All the right thinking, all the right acting, all the virtue in the world becomes futile if this missing piece is not there. 

Relationship. Not with family, not with parents, not with children, not with my neighbor. No, relationship with God must be first and foremost before virtue can take its rightful place. 

Because what does virtue matter really, if I act in a virtuous manner from the wrong motivation? If I behave in a moral way because "it's the right thing to do" or because I'm trying to follow the rules or keep up appearances or, or, or... There are many many reasons to follow the correct moral code, and in so doing a person will appear to be full of virtue. But without the direct, personal relationship with Jesus Christ, none of it matters. 

Like St. Paul says, 
if I have not love, it profits me nothing. 
Relationship with Christ is the only genuine way to come to virtue. When we love Him and cultivate that relationship, we are moved to behave in a virtuous manner out of love for Him. We will desire to pray, and to fast and to give alms, because we love Him and those things will bring us ever closer to Him. We behave in such a way as to please Him to the best of our ability because we want to do everything for Him. If we have a deep and real relationship with Christ, it doesn't matter anymore what others think or whether or not they approve of our actions. Only His approval matters and we seek it diligently.

But relationship with anyone, and most especially with God, cannot be given by me to my children. It must be individual and personal.

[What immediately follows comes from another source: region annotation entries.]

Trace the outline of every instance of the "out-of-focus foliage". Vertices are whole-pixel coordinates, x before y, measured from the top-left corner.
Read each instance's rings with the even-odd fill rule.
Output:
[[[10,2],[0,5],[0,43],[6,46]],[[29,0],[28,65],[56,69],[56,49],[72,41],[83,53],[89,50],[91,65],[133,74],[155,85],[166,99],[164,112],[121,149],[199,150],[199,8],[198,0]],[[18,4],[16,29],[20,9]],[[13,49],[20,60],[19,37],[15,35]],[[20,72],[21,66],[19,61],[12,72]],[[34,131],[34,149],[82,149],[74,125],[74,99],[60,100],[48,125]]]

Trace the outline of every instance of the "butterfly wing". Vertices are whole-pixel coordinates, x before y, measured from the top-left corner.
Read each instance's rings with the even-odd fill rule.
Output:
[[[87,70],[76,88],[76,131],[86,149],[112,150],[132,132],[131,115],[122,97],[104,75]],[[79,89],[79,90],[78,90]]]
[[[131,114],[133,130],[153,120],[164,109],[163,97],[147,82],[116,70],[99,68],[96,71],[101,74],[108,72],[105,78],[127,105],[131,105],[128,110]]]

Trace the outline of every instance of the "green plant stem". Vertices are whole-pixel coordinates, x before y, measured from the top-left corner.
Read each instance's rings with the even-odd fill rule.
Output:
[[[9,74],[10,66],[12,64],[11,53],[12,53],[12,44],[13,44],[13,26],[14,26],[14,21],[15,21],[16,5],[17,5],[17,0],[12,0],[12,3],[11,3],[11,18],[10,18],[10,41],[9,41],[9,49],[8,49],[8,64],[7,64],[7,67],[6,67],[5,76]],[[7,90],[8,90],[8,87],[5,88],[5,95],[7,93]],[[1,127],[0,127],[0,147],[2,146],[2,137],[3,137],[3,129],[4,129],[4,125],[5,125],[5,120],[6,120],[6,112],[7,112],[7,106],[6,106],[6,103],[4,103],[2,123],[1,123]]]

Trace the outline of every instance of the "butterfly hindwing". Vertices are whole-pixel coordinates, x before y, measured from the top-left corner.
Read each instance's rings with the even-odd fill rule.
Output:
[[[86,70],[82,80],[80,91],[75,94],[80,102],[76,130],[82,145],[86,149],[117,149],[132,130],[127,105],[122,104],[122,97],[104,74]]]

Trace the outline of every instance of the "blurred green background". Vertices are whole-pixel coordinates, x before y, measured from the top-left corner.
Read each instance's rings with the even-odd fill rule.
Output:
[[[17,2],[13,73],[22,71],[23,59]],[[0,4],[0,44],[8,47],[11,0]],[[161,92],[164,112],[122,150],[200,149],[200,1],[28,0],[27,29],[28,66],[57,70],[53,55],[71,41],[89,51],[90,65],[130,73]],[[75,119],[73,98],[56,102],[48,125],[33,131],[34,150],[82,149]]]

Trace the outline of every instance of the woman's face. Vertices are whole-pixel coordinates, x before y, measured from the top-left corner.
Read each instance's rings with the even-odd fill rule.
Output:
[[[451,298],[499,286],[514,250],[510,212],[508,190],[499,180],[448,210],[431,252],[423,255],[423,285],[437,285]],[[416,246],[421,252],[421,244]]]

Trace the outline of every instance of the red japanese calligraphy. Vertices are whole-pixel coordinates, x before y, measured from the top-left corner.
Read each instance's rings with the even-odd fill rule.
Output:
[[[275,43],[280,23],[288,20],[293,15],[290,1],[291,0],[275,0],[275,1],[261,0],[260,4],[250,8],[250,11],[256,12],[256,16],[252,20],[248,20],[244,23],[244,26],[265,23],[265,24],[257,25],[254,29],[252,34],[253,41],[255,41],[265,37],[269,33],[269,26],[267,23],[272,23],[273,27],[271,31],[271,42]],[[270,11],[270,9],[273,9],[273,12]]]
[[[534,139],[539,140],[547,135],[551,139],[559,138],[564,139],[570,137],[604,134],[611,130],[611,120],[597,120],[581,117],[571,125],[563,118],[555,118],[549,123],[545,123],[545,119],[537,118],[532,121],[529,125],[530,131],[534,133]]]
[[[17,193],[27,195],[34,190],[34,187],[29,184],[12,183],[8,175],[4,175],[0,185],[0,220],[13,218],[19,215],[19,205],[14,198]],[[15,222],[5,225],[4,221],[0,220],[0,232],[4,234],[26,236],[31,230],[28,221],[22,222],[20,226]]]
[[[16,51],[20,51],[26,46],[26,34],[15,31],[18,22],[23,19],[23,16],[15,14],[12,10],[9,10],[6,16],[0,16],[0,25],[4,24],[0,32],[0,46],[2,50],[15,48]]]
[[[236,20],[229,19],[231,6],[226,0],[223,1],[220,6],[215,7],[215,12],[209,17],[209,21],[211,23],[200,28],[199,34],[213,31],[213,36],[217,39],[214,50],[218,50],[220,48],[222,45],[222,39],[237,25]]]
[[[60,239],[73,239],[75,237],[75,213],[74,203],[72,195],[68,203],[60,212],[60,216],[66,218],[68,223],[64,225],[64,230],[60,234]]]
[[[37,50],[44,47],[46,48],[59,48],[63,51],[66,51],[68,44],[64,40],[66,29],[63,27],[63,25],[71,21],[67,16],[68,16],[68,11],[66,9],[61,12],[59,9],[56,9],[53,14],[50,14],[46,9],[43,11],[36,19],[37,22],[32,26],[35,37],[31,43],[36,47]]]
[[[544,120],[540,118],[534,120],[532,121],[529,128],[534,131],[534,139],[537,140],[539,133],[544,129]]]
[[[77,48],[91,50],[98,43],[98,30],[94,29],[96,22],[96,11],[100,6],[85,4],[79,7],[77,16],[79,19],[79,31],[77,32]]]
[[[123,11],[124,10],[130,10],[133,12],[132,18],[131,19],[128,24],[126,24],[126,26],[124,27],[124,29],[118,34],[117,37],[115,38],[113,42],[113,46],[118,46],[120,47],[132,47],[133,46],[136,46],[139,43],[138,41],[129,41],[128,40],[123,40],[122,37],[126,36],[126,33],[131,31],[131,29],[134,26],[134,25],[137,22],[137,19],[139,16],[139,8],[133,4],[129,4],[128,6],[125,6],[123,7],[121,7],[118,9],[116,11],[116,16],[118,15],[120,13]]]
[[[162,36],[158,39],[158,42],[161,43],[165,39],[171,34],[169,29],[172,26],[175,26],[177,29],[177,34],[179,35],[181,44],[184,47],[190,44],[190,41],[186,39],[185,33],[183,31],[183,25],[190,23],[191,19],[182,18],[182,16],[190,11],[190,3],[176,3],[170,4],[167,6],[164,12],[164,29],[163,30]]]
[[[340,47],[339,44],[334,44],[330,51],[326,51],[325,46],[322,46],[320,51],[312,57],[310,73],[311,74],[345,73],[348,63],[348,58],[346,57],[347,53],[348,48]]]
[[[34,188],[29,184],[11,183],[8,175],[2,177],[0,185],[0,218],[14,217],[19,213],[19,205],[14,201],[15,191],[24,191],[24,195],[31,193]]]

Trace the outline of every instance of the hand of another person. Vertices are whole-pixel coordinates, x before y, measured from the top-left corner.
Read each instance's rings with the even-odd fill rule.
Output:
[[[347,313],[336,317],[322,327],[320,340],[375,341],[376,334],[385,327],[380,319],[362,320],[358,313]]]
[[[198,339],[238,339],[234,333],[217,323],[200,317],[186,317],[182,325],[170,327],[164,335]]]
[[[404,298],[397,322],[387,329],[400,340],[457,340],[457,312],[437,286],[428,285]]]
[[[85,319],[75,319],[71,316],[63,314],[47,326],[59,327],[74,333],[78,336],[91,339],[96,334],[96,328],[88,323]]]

It is not up to me to save my children. Even though their salvation, of all the good things in the world, is the one thing I desire more than any other, it is also the one thing I can never give them. I thank God that He loves my children more than I can love them. He desires their salvation even more than I do.

So I can do my best to educate my children classically. I can try my hardest to help them on the path to right thinking and right action. I can model for them and behave as the kind of person I want them to become, and I should continue to do those things because they all help to shape and aim their loves. I can sow and cultivate and tend the fields, but I need to remember that the harvest depends on God. And that means that my most important resource is prayer.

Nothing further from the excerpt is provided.